As part of her PhD research at Otago University, Dr Stefanie Grosser analysed ancient DNA from the remains of more than 100 little penguins, including bones dating back to pre-human times and specimens from archaeological deposits and museums.
"Amazingly, all of the bones older than 400 years belong to the native New Zealand species," she said.
Dr Grosser said the arrival apparently followed the decline of the native penguin, which early human settlers and introduced predators hunted.
The Australian species were set apart by a few subtle differences in their colour, body and cranium size.
Other researchers had previously shown that calls differed between Australian and New Zealand little penguins and females preferred the calls of males of their own species.
"You could say the Aussies like hearing 'feesh', while 'fush' sounds better to Kiwi ears," Dr Grosser joked at the time of the December findings.
But how they got here remains a mystery -- and one we might never solve.
"It's one of those unlikely events that they happened to rock up on the Otago coastline and got a foothold," said study leader Professor Jon Waters, of Otago University's Department of Zoology.

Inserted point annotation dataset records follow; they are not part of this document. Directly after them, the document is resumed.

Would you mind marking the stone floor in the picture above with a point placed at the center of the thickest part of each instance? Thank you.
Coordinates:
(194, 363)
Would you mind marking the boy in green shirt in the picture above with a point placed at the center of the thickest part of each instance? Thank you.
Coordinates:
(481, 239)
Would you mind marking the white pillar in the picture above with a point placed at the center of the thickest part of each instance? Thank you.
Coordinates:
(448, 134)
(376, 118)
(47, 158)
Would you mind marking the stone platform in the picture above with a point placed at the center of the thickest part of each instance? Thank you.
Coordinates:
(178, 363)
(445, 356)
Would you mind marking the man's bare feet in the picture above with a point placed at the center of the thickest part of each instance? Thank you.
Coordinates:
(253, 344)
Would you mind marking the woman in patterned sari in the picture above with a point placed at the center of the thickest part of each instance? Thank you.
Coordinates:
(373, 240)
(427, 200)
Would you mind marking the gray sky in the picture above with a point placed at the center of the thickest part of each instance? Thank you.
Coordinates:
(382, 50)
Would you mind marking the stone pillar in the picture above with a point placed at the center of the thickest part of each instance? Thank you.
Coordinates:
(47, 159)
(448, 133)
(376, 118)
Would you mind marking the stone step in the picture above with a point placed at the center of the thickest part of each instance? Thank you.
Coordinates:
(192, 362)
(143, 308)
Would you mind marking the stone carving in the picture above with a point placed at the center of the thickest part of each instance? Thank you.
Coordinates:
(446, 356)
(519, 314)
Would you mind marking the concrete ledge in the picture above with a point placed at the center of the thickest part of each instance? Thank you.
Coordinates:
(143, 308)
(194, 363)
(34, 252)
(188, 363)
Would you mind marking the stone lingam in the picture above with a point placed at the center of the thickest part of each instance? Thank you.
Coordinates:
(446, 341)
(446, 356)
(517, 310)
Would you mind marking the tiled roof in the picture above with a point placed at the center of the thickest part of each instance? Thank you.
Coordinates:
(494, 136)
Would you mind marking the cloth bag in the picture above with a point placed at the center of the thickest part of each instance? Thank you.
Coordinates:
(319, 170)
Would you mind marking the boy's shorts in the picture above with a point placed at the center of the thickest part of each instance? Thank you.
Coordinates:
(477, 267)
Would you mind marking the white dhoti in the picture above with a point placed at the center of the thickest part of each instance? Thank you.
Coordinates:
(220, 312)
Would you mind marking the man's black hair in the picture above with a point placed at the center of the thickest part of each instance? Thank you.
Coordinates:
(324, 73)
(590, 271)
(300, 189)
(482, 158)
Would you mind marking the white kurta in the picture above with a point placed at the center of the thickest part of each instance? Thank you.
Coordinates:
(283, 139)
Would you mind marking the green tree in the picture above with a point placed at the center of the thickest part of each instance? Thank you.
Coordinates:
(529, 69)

"You could make up a story that maybe an Australian ship picked up 10 and brought them over, but I'd find that really hard to believe."
The Australian sub-population appears confined to Otago. DNA analysis from other colonies, such as Wellington, Kaikoura and Banks Peninsula, turned up only the New Zealand lineage.
"It's possible we might find another colony of Aussies somewhere like Fiordland, we don't know."
Professor Waters believed the findings should bring about a different approach to the species' conservation.
"We have to think about them as being not one thing, but two, and manage them separately -- so there might be a real paradigm shift."
The native penguin, which on average stands at just 25cm and weighs 1kg, is considered in decline in New Zealand. Dogs pose their greatest threat.
The research, supported by the Marsden Fund and the now-closed Allan Wilson Centre, also provides the latest example of penguins winding up on foreign shores far from home.
Little blue penguins have been found as far as Patagonia in South America.
Other famous penguin stories have included the Antarctic emperor penguin Happy Feet, which captured Kiwi hearts after it arrived in Kapiti in 2011, and Katrina, a Fiordland penguin that swam 3000km to Mt Gambier, South Australia, in 2013.
How DNA has redefined our native species
The yellow-eyed penguin
DNA analysis and carbon-dating led to findings published last year that revealed a change-over between the yellow-eyed penguin and another penguin species that became extinct around the same time as the moa.
An Otago University team showed the waitaha, which was slightly smaller than the yellow-eyed penguin, vanished within 200 years of Polynesian settlement of New Zealand, before 1500AD.
In one of the most rapid biological transition events documented, the yellow-eyed penguin, or hoiho -- considered one of the world's rarest penguin species with a population of between 6000 and 7000 -- moved to the mainland from the subantarctic islands and replaced the waitaha within just a few decades, in the early 1500s.
The New Zealand sea lion
That research had fascinating parallels with the fate of a pre-historic species of New Zealand sea lion, which once dominated South Island shores before they became extinct as recently as between 1300 and 1500AD, soon after Polynesian settlement.
DNA analysis reported in 2014 showed their place on the New Zealand mainland was quickly taken by today's modern population, which was previously limited to the cold waters of the subantarctic.
The kiwi
2014 was also the year that scientists corrected the shocking suggestion that our national bird arrived here when its winged ancestor flew in from Australia.
The 150-year-old mystery was finally solved by DNA sequencing that revealed the bird was more closely related to the extinct, 2.3m tall elephant bird, a native of Madagascar.
The moa
A separate study in 2014 put even more genetic distance between the extinct moa and their old bush mates, the kiwi.
DNA-based research led by New Zealand scientist Professor Allan Baker suggested the giant birds were more closely related to a flying South American bird still alive today than our national icon.
The South American tinamous, one of the world's most ancient living groups of bird, can fly and are not categorised as ratites, but are considered close relatives because of the shared structure of their palate bones.